The keytana, organized by the Jewish Agency’s FSU Education Department Sunday School Unit, offered the children a respite from the violent political events that rocked Bishkek, the capital city of Kyrgyzstan, in 2009-10. Many children were traumatized by the internal fighting and ethnic violence in the South of the country in June 2010. The day camp offered them a sense of normalcy and an opportunity to learn and play in a safe, supportive environment.
The keytana program was packed with educational and entertaining components designed to help the children forget the recent traumas they had experienced on a daily basis on the streets of Bishkek.
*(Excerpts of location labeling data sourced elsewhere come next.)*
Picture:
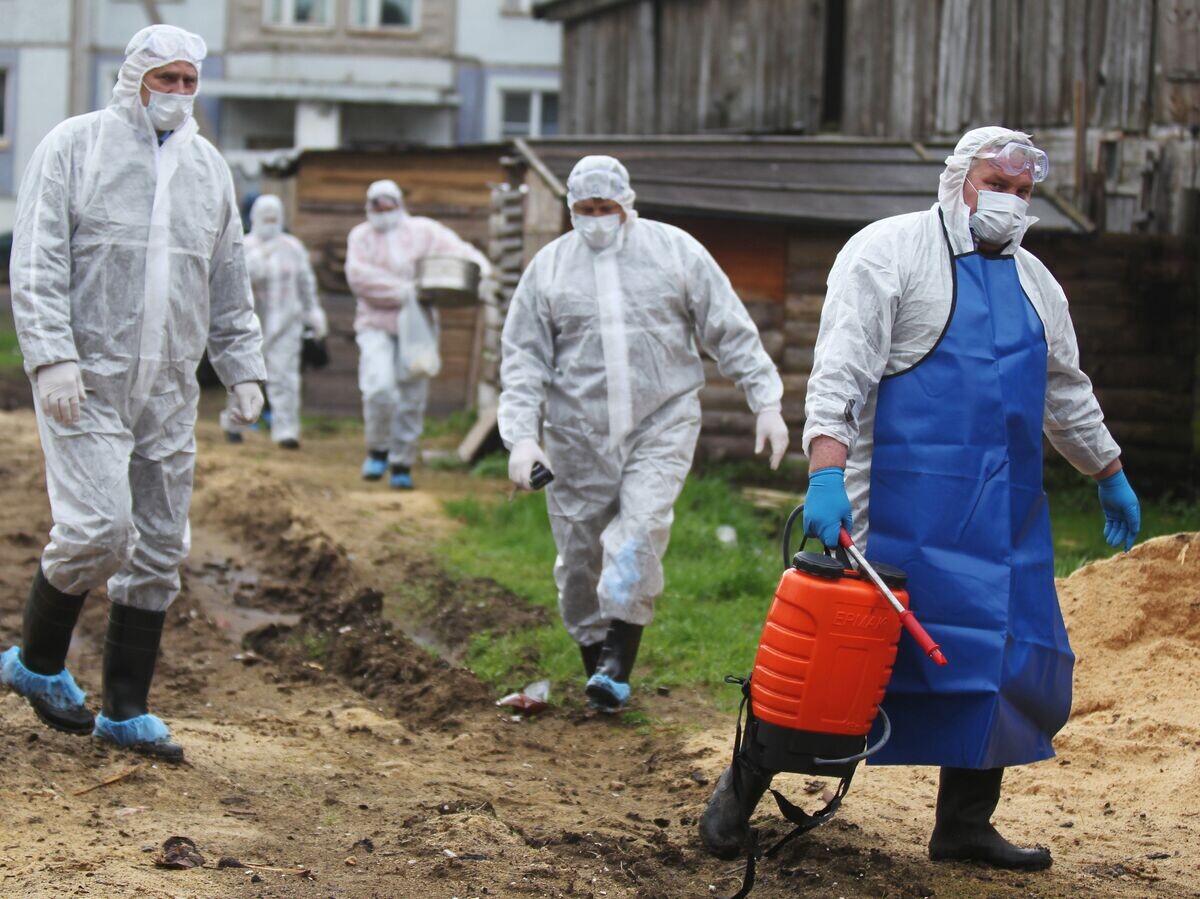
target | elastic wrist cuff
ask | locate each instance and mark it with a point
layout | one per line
(826, 473)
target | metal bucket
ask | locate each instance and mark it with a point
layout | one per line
(447, 281)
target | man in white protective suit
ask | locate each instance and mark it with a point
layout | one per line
(287, 305)
(600, 363)
(396, 335)
(946, 357)
(126, 263)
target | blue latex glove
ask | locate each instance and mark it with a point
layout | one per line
(827, 507)
(1122, 513)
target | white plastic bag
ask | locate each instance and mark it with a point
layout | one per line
(419, 357)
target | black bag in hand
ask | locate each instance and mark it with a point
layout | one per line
(313, 354)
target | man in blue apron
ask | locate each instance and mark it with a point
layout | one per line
(945, 353)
Divided into age groups, the children participated in classes on Jewish history and tradition, Hebrew language instruction, as well as general subjects such as English language, Music, Dance, and the Arts. There were outings to attractions like a water park, a fair, an amusement park, and the cinema. One of the most exciting activities was the Maccabiada day, where the children competed in different sporting events, games, and tournaments.
The keytana received positive feedback from the children and especially from the parents who felt that the time spent in the keytana helped their children overcome psychological traumas and provided them with a safe learning environment.
All the children who attended the keytana are active members of the Jewish Agency Sunday school program in Bishkek. Established in 2003, it is the only Jewish Sunday school in Bishkek. It continued to run the disturbances this past year, even when many public schools were closed.
The Bishkek Sunday school belongs to a network of 100 Sunday schools that are currently operating across the FSU. The Sunday school program in the FSU is one of the most far reaching programs, both in terms of the number of communities and the number of participants, and demonstrates the Jewish Agency’s strategic commitment to strengthen Jewish identity and a connection to Israel among young Jews in the FSU.
The grassroots community nature of the Sunday school program blends formal and informal education as children study the Hebrew language and learn about the modern State of Israel, Jewish holidays, Jewish history and tradition, and much more.
The keytana for Jewish children of Kyrgyzstan was made possible by ongoing support provided by the UJA-Federation of New York to the Jewish Agency Sunday school program and served as a vivid example of Jewish solidarity and mutual responsibility.